I took the train from Vilseck to Nuremberg and changed for Munich. The Munich HBF (main station) is huge, and I thought there must be a locker system for temporarily holding luggage. After asking a few questions, I found the lockers and, thanks be to God, both my big bag and my computer bag fit into one; so for 6 euros I was good to go for 24 hours.
I took a subway and then a bus, and about 45 minutes later I was dropped right at the entrance of the Dachau Memorial Site. Admission to the memorial is free of charge. The camp was located on the grounds of an abandoned munitions factory near the medieval town of Dachau, about 10 miles northwest of Munich.
Dachau was the first of the concentration camps set up in Germany—this was in March of 1933. I spent three amazing hours wandering through the museum, viewing the film that tells the history, and praying. I found myself praying for much of the time.
The original gate still stands, and a visitor must walk through it to get to the other buildings. The words “Arbeit Macht Frei,” which mean “Work Brings Freedom,” are formed in the rod iron of the gate itself. The camp is quite large—most of the original buildings have been knocked down. One barrack building is still there with the sleeping bunks filling the rooms. It is hard to fathom that over 200 men slept in a space designed for 50. I found myself thinking that not much sleep was had there; intimidation and fear were the guards’ most powerful weapons. The photos and displays are many, and those faces are etched now in my mind’s eye. So many – over 15,000 – lives just dispensed with—no honor, no dignity, no respect, no names, and no mercy. A resounding sense of solidarity rings through the whole place.
Over and over again, the reality of brother reaching out to brother, supporting, protecting, and, yes, even giving their lives for one another was evident and stands as the gift to me and to all who walk through those buildings and on that sacred ground.
At the far end of the camp is the crematorium. Unlike many camps, Dachau was not primarily designed for extermination but for forced labor. There was one gas chamber where the sign over the door reads “Brausebad,” which means “Shower Room”. Many at the camp died of typhoid fever, and the bodies were burned—there were six ovens in the largest room in this building.
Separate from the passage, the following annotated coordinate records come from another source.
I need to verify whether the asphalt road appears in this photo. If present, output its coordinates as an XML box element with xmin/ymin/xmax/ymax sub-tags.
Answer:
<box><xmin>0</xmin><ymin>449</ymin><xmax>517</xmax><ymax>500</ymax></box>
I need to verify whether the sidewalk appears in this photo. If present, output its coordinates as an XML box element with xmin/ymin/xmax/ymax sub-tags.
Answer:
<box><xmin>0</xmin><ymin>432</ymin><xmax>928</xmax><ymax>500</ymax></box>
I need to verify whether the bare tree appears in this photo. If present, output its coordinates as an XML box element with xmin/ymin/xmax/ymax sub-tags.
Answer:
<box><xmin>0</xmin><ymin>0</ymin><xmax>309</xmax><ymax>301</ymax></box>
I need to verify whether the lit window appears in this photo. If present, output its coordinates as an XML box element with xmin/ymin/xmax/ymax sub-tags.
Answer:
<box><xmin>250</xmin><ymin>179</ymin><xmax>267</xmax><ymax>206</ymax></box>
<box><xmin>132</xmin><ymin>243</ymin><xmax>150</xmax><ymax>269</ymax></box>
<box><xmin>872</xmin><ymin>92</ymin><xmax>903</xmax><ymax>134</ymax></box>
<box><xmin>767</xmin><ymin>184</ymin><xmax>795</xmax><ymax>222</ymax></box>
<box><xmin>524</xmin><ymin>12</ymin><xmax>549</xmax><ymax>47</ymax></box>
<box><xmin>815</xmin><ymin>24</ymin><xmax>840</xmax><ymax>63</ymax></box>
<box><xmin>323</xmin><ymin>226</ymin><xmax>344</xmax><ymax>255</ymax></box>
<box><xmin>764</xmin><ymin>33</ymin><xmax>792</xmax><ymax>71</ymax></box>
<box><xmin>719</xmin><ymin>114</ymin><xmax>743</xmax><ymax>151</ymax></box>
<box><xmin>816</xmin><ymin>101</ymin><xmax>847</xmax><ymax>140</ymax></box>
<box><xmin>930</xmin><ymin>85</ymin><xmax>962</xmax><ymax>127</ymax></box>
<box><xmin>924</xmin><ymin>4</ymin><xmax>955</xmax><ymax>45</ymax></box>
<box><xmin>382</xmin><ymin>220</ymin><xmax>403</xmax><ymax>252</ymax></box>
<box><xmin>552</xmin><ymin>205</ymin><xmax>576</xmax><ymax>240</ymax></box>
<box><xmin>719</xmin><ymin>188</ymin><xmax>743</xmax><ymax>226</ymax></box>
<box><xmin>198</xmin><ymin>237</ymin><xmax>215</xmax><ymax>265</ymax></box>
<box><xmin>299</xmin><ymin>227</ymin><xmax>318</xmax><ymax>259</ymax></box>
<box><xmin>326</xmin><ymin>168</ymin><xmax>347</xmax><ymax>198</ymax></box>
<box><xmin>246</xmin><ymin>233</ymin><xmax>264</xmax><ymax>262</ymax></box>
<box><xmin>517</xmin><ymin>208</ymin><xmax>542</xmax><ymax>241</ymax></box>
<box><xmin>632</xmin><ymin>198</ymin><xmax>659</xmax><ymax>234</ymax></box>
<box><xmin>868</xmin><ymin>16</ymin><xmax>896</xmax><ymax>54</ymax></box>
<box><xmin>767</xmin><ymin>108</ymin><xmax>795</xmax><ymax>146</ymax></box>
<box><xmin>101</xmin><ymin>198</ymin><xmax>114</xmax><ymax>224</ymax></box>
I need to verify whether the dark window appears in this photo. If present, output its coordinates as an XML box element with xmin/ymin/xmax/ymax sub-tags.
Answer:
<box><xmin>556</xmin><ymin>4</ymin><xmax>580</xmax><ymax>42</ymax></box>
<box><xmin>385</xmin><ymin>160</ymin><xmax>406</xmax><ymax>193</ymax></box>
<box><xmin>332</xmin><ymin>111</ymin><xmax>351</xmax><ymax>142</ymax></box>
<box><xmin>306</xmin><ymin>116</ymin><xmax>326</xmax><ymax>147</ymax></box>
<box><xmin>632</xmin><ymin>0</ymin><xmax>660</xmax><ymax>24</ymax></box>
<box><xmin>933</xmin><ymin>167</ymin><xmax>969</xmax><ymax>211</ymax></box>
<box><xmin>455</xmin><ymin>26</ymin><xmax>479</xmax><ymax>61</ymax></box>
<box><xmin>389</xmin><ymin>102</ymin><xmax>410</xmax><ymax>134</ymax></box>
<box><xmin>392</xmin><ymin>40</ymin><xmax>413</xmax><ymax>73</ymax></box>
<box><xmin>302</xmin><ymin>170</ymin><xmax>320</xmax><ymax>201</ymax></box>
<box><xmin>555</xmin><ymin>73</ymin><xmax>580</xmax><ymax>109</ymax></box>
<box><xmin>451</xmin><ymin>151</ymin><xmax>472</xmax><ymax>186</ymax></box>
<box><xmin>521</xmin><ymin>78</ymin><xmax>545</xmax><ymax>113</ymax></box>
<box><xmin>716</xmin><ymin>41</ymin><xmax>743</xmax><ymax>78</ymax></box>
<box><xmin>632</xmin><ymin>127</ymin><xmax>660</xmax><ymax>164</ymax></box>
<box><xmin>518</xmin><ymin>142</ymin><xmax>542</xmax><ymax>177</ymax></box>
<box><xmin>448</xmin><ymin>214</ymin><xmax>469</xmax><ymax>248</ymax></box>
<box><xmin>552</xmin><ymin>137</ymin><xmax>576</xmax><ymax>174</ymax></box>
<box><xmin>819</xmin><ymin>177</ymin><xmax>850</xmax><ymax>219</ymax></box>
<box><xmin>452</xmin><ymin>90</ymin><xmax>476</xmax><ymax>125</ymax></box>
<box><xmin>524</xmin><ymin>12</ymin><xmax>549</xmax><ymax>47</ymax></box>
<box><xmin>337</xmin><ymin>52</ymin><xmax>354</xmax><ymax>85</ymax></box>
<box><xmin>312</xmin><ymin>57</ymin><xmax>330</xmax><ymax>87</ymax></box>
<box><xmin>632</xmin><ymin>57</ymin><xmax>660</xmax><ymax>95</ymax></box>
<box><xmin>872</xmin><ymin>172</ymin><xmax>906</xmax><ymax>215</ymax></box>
In 1964, Bishop Dr. Johannes Neuhäusler founded the Carmelite Convent of the Precious Blood of Dachau, which is built adjacent to the far south wall of the camp. Its entrance is one of the guard towers – a visitor walks through the tower to enter. It was the founder’s intention to make this place, where there had been so much horror in the past, into a place of contemplation and prayer, and to establish there a living symbol of hope. Bishop Neuhäusler (1888-1973) was himself a prisoner in the camp from 1941-45.
My time at the camp was a vivid reminder of what so many people have endured just because of what they believed. Had I forgotten that and do I take for granted all the blessings in my life? I prayed for all the victims and I pray that we will never forget, in order that the horror of those camps will remain in the past forever.
Sr. Maureen P. Colleary, FSP is on the Pastoral Services team at RENEW International and a Franciscan Sister of Peace.